Industry Practice Today
- Operator-style data: OpenAI Operator and Anthropic Computer Use both rely on large amounts of human demonstration data. Annotators complete tasks in real or sandboxed environments while tools record the entire flow.
- Synthetic data: Use rules or another model to generate trajectories, then have humans review. Cross-app scenarios still suffer from poor synthetic quality.
- Crowdsourcing platforms: Scale AI, Surge, and others have started offering specialized GUI annotation pipelines — essentially turning the annotator's desktop into the annotation surface itself.
The Real Bottleneck
It's not the tooling. It's the tension between task diversity and environment consistency. Real users have different app versions, phone models, and account states, which means the "correct action sequence" for the same task differs across environments. Building a reproducible annotation sandbox while keeping the task distribution realistic is the core engineering challenge for this direction.
In short: annotation tools for this kind of data turn the annotator's entire desktop into the annotation medium, not a form or text box.
YC Summer 2026 Request for Startups
YC's latest RFS reads like a thesis: AI has shifted from feature to infrastructure.
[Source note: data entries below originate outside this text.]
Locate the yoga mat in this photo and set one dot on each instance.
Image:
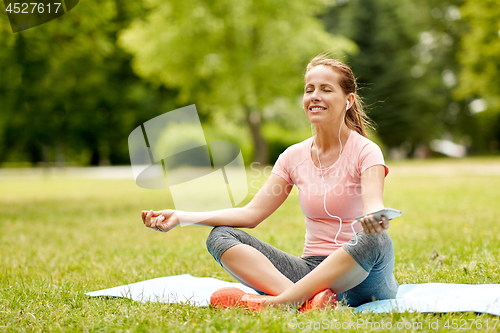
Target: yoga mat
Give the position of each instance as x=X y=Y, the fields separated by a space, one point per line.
x=426 y=297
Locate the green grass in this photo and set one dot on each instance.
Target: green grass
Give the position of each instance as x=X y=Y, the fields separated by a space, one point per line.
x=60 y=238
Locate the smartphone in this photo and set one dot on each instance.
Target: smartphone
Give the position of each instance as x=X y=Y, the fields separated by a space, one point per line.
x=390 y=213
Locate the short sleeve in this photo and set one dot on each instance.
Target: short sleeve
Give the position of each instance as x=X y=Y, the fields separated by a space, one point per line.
x=282 y=167
x=371 y=155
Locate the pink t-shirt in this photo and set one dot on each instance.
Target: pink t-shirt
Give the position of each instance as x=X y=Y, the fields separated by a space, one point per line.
x=343 y=184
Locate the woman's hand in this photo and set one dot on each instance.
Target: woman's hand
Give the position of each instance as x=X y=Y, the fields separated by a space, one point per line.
x=163 y=220
x=371 y=226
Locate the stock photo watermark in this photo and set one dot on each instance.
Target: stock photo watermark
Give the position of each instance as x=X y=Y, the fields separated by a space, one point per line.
x=367 y=325
x=24 y=15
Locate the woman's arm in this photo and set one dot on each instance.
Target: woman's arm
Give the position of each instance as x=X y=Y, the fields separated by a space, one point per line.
x=372 y=185
x=264 y=203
They want to see software, services, and chips rebuilt from scratch. 14 directions, but three caught my eye:
- AI-Native Service Companies: Don't sell software, sell the service result. Insurance brokerage, accounting, compliance, healthcare admin. The services market is many times larger than the software market.
- Inference Chips for Agent Workflows: Most AI chips are designed for "prompt in, response out". Agents loop, branch, and hold context across dozens of steps, leaving GPUs at 30-40% utilization. Purpose-built silicon wins here. The compiler is the moat.
- Dynamic Software Interfaces: AI lets every user become their own "forward deployed engineer". Same email client shows me a task list, shows a student a calendar.
- SaaS Challengers: AI lowered software production cost 10-100x. Old SaaS moats are gone. Clone products at 1/10 the price, redesign workflows, or take on the "unassailable" giants in ERP and chip design software.
- Agent-First Software: The next billion users are AI agents, not humans. Rebuild software for agents — APIs, MCP, CLIs replacing buttons and forms. Documentation that lets agents discover and integrate autonomously.
"Forward Deployed Engineer" — Why It Matters
The term comes from enterprise practice. Salesforce sells to Boeing and stations an engineer inside Boeing to customize the software to their workflow. That's a forward deployed engineer. Historically only big customers got this treatment because it was expensive.
YC's bet: when AI coding is good enough, every regular user gets this level of customization. AI is your dedicated on-site engineer. You tell it "I want my email client to look like a task list, sorted by urgency, read items auto-collapse" and AI rewrites the software itself — not a theme swap, but regenerating an interface and interaction logic that's uniquely yours.
On Evaluations
Good evaluations are surprisingly hard to design. The best ones are simple enough to become ubiquitous but specific enough to actually measure meaningful things. Clear outputs, fast feedback, obvious signals. Most evals fail on one of these. The friction of setting up infrastructure, interpreting results, or debugging failures determines whether researchers actually use it in their iteration loops.
A great benchmark becomes a Schelling point. Once it exists, the entire field orients around it because everyone wants to claim they beat it. You move the field by incentivizing everyone to optimize against them. This is why creating the right eval is sometimes more impactful than creating the model that scores well on it.